Computer Vision Model Leaderboard

benchmarked on: COCO 2017
(validation set, 5k images)

Frequently Asked Questions

What is mAP?

Mean Average Precision (mAP) is a metric used to evaluate the object detection models. It is the average of the precision-recall curves at different IoU thresholds.

What is the difference between mAP 50, mAP 75 and mAP 50:95?

mAP can be evaluated at multiple IoU thresholds. mAP 50, for example, evaluates it while considering detections that overlap with an IoU of 0.5 or greater - everything else is a false positive. mAP 50:95 is an average of all considered IoU thresholds - 0.5, 0.6, … 0.8, 0.9, 0.95. It is the primary metric showing how well the model performs, across increasing levels of rigour.

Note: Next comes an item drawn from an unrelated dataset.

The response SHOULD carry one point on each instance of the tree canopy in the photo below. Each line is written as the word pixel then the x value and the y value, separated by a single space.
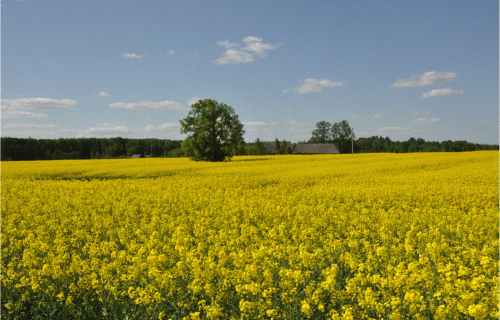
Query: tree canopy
pixel 214 131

What do the small, medium, and large labels next to the mAP scores mean?

The small, medium, and large labels next to the mAP scores indicate the size of the objects in the images. This is important because object detection models can struggle with detecting small objects. The COCO dataset has three categories of object sizes: small (less than 32x32 pixels), medium (between 32x32 and 96x96 pixels), and large (greater than 96x96 pixels). You can learn more about the definition on the COCO detection evaluation description page.

What is F1 Score?

Recall measures how many of the target objects were detected. Even if the model detected more cars than there were in the image, but captured all targets among them - the recall will be 100%. Precision measures how many of the detected objects are correct. If the model found a box on some cars in an image, but classified 20% as bicycles, precision is 80%, regardless of how many were found. What if you want high recall and high precision? F1 Score simply combines the two into a single metric. With a high F1 score, you can be sure that model produced both high precision and recall in its results.

Here is the formula for F1 Score, where P is precision and R is recall:

F1 = \frac{2 P R}{P + R}

Is this project open source?

Yes! You can find the code for this project on GitHub.

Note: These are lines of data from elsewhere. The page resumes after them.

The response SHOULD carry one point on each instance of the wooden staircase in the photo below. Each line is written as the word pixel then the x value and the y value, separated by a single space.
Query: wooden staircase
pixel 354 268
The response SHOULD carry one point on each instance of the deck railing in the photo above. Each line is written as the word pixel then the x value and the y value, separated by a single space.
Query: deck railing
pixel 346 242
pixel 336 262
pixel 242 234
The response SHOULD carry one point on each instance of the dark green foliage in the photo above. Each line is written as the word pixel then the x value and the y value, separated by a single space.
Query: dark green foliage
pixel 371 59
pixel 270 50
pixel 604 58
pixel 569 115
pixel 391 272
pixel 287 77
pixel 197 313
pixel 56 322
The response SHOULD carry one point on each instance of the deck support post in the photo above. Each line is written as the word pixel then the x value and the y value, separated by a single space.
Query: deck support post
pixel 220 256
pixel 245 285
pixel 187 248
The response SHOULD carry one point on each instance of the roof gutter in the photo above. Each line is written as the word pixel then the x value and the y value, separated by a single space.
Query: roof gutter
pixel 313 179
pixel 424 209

What is the gear icon next to model names?

Hovering over it shows the parameters used to run the model. We aim to make the parameters as similar as possible to the ones used by the original authors.

What parameters were used to run each model?

We aim to make the parameters as similar as possible to the ones used by the original authors. Hover over the gear icon next to the model name to see the parameters used.

Can I suggest a model to benchmark?

Yes! If there is a model that you would like to see benchmarked, you may open a PR with the model instructions. Please have a look at the README to learn about the structure of the repository.